The core of this coordination lies in each service listening to events from the previous stage and publishing its own outcome event. The "saga orchestrator" is implicitly distributed across these services, each acting as a state machine reacting to events. The Kafka topics act as the shared log of all saga progress and failures.
What most people miss is that the compensation logic isn’t just a "rollback" in the database sense. It’s about publishing compensating events. For instance, a PaymentFailed event doesn’t just cancel the payment; it triggers the release of inventory by publishing an InventoryReservationReleased event. The system’s state is updated by the effects of these compensating events being consumed.
This event-driven approach to sagas provides a highly decoupled and resilient system.
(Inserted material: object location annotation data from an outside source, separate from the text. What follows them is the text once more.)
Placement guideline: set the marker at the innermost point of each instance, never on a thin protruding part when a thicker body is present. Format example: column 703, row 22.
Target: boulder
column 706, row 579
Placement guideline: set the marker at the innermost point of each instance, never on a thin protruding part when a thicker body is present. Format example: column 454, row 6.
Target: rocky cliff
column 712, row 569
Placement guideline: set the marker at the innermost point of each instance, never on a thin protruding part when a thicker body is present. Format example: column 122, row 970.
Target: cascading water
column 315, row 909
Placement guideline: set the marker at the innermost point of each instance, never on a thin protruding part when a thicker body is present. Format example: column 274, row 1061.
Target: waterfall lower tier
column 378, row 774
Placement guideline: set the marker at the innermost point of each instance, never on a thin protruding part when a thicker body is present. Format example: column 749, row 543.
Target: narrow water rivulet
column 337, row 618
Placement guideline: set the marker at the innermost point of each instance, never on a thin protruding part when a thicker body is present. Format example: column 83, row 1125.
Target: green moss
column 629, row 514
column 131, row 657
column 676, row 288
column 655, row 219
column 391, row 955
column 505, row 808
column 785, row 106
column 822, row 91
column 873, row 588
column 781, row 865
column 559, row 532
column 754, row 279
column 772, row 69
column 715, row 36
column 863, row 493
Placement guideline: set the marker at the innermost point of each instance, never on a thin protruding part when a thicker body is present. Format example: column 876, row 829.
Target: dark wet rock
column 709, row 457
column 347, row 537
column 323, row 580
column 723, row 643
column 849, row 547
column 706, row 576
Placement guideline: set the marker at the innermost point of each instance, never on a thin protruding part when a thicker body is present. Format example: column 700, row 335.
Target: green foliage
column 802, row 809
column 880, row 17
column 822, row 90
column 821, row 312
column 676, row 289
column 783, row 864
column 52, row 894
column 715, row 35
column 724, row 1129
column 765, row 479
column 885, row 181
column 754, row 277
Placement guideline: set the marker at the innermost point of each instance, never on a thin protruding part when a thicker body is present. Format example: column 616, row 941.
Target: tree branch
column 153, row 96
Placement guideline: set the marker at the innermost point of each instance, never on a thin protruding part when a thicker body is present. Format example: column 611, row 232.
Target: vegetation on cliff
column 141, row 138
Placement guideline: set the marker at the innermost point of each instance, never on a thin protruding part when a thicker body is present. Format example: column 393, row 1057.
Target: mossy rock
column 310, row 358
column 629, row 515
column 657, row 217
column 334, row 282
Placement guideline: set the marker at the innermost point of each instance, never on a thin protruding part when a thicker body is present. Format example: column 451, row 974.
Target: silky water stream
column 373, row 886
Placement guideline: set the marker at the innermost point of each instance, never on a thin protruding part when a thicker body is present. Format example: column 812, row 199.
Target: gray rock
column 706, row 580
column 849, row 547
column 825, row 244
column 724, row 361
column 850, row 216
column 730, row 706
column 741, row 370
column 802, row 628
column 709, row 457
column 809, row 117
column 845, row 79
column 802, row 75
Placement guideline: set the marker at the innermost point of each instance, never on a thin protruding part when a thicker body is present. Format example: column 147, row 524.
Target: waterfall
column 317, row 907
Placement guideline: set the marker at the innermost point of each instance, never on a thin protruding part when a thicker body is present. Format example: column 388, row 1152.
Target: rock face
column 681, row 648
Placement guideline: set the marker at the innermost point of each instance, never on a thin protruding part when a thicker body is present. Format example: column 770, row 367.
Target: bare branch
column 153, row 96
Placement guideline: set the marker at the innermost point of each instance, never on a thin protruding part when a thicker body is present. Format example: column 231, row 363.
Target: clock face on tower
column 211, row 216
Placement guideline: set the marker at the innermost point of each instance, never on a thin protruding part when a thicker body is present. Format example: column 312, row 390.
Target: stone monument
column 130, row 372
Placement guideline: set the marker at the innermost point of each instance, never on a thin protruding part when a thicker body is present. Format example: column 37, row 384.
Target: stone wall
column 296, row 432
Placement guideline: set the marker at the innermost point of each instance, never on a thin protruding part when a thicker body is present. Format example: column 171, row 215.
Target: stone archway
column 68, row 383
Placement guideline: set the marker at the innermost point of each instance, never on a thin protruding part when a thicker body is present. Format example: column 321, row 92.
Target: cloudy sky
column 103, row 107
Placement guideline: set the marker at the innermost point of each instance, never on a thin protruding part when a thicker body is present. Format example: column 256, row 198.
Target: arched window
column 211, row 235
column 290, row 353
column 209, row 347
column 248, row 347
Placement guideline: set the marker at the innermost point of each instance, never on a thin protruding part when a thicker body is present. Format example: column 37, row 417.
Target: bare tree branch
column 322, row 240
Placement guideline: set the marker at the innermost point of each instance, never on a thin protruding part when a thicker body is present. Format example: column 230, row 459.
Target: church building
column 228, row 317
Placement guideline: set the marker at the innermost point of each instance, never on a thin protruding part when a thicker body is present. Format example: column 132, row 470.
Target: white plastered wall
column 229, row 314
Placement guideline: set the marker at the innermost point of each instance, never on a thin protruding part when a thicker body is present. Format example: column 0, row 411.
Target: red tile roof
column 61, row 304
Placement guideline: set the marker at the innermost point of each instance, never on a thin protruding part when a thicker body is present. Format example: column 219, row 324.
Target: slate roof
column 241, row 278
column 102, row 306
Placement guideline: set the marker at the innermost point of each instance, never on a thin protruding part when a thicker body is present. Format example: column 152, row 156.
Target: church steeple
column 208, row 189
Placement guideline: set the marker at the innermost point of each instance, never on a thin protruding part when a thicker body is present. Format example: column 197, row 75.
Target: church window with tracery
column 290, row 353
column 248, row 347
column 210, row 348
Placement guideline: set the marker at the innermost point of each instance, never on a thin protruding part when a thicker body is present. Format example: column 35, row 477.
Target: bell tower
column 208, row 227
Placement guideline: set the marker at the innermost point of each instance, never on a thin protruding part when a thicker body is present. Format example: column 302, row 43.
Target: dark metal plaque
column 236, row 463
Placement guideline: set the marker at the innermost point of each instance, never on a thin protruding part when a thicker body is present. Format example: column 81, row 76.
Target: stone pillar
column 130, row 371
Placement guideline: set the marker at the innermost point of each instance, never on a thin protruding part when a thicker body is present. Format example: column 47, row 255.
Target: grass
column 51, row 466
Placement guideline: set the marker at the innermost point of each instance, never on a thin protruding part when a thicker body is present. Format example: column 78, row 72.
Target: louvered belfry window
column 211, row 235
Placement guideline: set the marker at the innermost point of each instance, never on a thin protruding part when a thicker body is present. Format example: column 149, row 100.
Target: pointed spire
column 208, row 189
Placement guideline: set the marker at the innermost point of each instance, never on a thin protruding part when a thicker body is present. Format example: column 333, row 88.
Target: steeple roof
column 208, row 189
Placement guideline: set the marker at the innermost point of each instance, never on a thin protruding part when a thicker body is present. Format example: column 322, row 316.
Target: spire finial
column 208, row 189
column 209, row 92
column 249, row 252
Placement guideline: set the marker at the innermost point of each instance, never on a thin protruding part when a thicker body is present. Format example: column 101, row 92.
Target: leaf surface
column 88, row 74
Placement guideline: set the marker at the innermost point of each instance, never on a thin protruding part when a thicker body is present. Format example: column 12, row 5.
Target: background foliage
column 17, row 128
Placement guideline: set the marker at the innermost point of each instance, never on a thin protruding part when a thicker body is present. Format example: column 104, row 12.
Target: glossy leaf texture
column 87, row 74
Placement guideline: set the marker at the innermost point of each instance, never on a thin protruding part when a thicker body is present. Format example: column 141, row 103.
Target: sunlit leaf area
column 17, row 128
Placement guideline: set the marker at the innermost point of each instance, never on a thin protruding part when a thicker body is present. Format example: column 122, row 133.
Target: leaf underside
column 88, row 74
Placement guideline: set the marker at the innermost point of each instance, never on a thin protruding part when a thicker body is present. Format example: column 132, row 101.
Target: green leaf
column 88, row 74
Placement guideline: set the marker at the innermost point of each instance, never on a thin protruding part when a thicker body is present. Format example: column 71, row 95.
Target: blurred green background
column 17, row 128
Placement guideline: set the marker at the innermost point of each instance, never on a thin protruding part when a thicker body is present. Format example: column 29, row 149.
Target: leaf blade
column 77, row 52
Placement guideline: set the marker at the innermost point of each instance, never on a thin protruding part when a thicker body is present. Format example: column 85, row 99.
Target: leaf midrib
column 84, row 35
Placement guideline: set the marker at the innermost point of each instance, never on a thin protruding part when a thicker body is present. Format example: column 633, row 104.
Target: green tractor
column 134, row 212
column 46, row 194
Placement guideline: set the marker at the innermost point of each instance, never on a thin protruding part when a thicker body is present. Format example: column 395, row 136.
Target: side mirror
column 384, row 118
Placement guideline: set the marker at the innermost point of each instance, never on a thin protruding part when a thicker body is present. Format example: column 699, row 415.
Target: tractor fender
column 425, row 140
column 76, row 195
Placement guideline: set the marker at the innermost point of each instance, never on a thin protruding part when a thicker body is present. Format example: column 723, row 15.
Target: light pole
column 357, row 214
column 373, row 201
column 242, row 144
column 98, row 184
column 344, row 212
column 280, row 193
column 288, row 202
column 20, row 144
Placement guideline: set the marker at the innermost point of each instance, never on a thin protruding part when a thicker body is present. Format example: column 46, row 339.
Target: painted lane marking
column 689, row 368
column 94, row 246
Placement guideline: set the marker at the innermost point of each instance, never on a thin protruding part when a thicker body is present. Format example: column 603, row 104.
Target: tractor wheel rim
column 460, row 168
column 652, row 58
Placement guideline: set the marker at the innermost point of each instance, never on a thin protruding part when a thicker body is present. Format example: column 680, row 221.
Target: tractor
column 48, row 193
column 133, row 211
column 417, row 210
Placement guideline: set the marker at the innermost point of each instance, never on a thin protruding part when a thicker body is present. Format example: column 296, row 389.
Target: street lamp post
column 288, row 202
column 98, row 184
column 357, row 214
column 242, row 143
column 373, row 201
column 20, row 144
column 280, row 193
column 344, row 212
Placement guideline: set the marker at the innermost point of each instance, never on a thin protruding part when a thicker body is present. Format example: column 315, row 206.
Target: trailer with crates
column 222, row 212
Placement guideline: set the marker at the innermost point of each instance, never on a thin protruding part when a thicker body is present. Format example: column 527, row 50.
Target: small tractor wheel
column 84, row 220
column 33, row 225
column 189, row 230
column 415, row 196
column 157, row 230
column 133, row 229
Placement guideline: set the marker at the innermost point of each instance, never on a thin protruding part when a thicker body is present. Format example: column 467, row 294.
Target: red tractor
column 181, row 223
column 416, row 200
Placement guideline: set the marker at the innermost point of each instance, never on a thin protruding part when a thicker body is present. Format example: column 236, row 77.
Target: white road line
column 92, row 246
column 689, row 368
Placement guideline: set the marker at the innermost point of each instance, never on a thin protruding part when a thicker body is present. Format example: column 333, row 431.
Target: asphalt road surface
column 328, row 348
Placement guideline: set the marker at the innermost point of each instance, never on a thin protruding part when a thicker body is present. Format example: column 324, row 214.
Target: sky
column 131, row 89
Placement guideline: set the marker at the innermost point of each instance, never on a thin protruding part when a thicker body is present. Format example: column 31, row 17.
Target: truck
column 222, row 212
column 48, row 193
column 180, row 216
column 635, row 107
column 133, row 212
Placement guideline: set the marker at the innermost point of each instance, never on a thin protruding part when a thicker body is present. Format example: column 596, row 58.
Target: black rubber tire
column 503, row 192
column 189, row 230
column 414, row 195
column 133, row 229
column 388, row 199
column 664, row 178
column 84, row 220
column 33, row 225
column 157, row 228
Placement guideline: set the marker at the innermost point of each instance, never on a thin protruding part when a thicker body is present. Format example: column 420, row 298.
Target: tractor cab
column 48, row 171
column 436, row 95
If a service is temporarily down, Kafka ensures events are durably stored and will be processed once the service recovers.
The next logical step in building more complex sagas involves handling parallel branches or more intricate conditional logic, which can be managed by introducing dedicated saga coordination topics or more sophisticated event routing.